Last login: Mon Oct 30 08:53:43 2023 from 10.0.9.46
[root@vm2-1 ~]# systemctl stop keepalived
[root@vm2-1 ~]# ##### NETMASTER Server will be started Keepalived  #####
spawn ssh -o StrictHostKeyChecking=no root@10.64.70.23
root@10.64.70.23's password:
Activate the web console with: systemctl enable --now cockpit.socket

Last login: Mon Oct 30 08:40:31 2023 from 10.0.9.46
[root@vm2-3 ~]# systemctl start keepalived

...

해당 프로세스 후 Orchestrator는 두개의 그룹이 관제되는것을 볼 수 있습니다.

node1(10.64.70.21) 노드는 분리되었으며, Orchcestrator가 node3(10.64.70.23)으로 승격되었고, node2(10.64.70.22)노드가 Secondary로 승격됐음을 알 수 있습니다.

Failover (2)

이렇게만 끝난다면 가장 이상적인 시나리오 일 것 같은데요...
하지만 Shell에서 ReplicaSet의 Status는 처참합니다.

MySQL  localhost:33060+ ssl  JS > rs = dba.getReplicaSet()
You are connected to a member of replicaset 'replicaSet'.
<ReplicaSet:replicaSet>
 MySQL  localhost:33060+ ssl  JS > rs.status()
WARNING: Unable to connect to the PRIMARY of the ReplicaSet replicaSet: MYSQLSH 51118: Could not open connection to 'vm2-1:33061': Can't connect to MySQL server on 'vm2-1:33061' (111)
Cluster change operations will not be possible unless the PRIMARY can be reached.
If the PRIMARY is unavailable, you must either repair it or perform a forced failover.
See \help forcePrimaryInstance for more information.
{
    "replicaSet": {
        "name": "replicaSet",
        "primary": "vm2-1:33061",
        "status": "UNAVAILABLE",
        "statusText": "PRIMARY instance is not available, but there is at least one SECONDARY that could be force-promoted.",
        "topology": {
            "vm2-1:33061": {
                "address": "vm2-1:33061",
                "connectError": "Could not open connection to 'vm2-1:33061': Can't connect to MySQL server on 'vm2-1:33061' (111)",
                "fenced": null,
                "instanceRole": "PRIMARY",
                "mode": null,
                "status": "UNREACHABLE"
            },
            "vm2-2:33061": {
                "address": "vm2-2:33061",
                "fenced": true,
                "instanceErrors": [
                    "ERROR: Replication source misconfigured.
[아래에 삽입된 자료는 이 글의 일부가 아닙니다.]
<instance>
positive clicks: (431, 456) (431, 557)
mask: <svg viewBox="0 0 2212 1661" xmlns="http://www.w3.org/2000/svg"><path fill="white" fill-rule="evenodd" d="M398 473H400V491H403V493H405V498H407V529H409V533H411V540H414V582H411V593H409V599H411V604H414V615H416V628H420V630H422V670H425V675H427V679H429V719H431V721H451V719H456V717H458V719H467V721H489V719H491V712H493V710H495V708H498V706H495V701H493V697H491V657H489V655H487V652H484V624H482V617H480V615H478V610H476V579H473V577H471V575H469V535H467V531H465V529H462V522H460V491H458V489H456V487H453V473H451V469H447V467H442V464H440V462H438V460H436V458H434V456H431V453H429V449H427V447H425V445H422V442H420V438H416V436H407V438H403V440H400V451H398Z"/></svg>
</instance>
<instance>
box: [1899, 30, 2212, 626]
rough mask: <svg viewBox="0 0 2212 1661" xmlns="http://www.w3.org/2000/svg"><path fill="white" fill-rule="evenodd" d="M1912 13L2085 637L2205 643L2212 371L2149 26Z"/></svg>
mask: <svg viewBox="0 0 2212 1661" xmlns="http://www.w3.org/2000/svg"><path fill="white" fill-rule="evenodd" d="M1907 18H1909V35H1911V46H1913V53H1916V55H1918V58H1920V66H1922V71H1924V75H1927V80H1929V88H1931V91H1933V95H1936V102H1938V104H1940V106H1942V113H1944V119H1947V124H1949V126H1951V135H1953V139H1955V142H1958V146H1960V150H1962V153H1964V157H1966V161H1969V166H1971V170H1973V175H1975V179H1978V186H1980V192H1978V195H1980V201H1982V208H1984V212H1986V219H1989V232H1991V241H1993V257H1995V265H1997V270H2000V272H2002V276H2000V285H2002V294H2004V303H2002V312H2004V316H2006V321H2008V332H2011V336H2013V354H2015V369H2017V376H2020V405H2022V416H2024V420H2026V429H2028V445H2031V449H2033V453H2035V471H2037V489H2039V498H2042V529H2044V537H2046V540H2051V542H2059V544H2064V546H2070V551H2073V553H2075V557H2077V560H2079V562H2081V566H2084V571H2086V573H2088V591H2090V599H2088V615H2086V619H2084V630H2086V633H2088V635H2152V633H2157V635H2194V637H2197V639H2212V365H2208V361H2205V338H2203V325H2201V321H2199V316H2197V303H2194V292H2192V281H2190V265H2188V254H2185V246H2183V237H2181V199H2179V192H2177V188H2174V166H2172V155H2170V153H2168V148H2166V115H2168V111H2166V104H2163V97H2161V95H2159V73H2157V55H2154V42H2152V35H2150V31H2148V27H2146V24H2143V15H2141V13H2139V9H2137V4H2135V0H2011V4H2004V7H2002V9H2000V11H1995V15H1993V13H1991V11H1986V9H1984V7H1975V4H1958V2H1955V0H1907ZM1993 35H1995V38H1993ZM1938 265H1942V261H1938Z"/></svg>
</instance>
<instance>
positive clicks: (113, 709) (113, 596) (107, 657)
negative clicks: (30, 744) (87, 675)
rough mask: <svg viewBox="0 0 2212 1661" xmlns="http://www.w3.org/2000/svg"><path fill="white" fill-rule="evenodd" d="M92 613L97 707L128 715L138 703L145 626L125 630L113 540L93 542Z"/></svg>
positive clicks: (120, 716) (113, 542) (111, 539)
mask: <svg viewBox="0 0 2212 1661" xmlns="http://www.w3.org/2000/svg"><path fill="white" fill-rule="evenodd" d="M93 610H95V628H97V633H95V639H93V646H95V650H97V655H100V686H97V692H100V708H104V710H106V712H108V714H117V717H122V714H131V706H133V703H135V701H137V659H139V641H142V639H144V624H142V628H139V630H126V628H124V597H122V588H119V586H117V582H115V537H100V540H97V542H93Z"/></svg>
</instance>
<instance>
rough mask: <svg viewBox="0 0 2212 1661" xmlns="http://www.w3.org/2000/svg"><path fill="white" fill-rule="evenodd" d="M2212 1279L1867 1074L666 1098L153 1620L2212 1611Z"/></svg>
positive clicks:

Expected vm2-1:33061 but is 10.64.70.23:33061."
                ],
                "instanceRole": "SECONDARY",
                "mode": "R/O",
                "replication": {
                    "applierStatus": "APPLIED_ALL",
                    "applierThreadState": "Waiting for an event from Coordinator",
                    "applierWorkerThreads": 4,
                    "expectedSource": "vm2-1:33061",
                    "receiverStatus": "ON",
                    "receiverThreadState": "Waiting for source to send event",
                    "replicationLag": null,
                    "replicationSsl": null,
                    "source": "10.64.70.23:33061"
                },
                "status": "ERROR",
                "transactionSetConsistencyStatus": null
            },
            "vm2-3:33061": {
                "address": "vm2-3:33061",
                "fenced": false,
                "instanceErrors": [
                    "ERROR: Instance is NOT a PRIMARY but super_read_only option is OFF. Accidental updates to this instance are possible and will cause inconsistencies in the replicaset.",
                    "ERROR: Replication source channel is not configured, should be vm2-1:33061."
                ],
                "instanceRole": "SECONDARY",
                "mode": "R/W",
                "replication": {
                    "applierStatus": null,
                    "expectedSource": "vm2-1:33061",
                    "receiverStatus": null,
                    "replicationSsl": null
                },
                "status": "ERROR",
                "transactionSetConsistencyStatus": null
            }
        },
        "type": "ASYNC"
    }
}

ReplicaSet은 여전히 node1(vm2-1)을 Primary로 간주하고 있고, 승격된 node3 또한 어딘가가 문제가 있어보입니다.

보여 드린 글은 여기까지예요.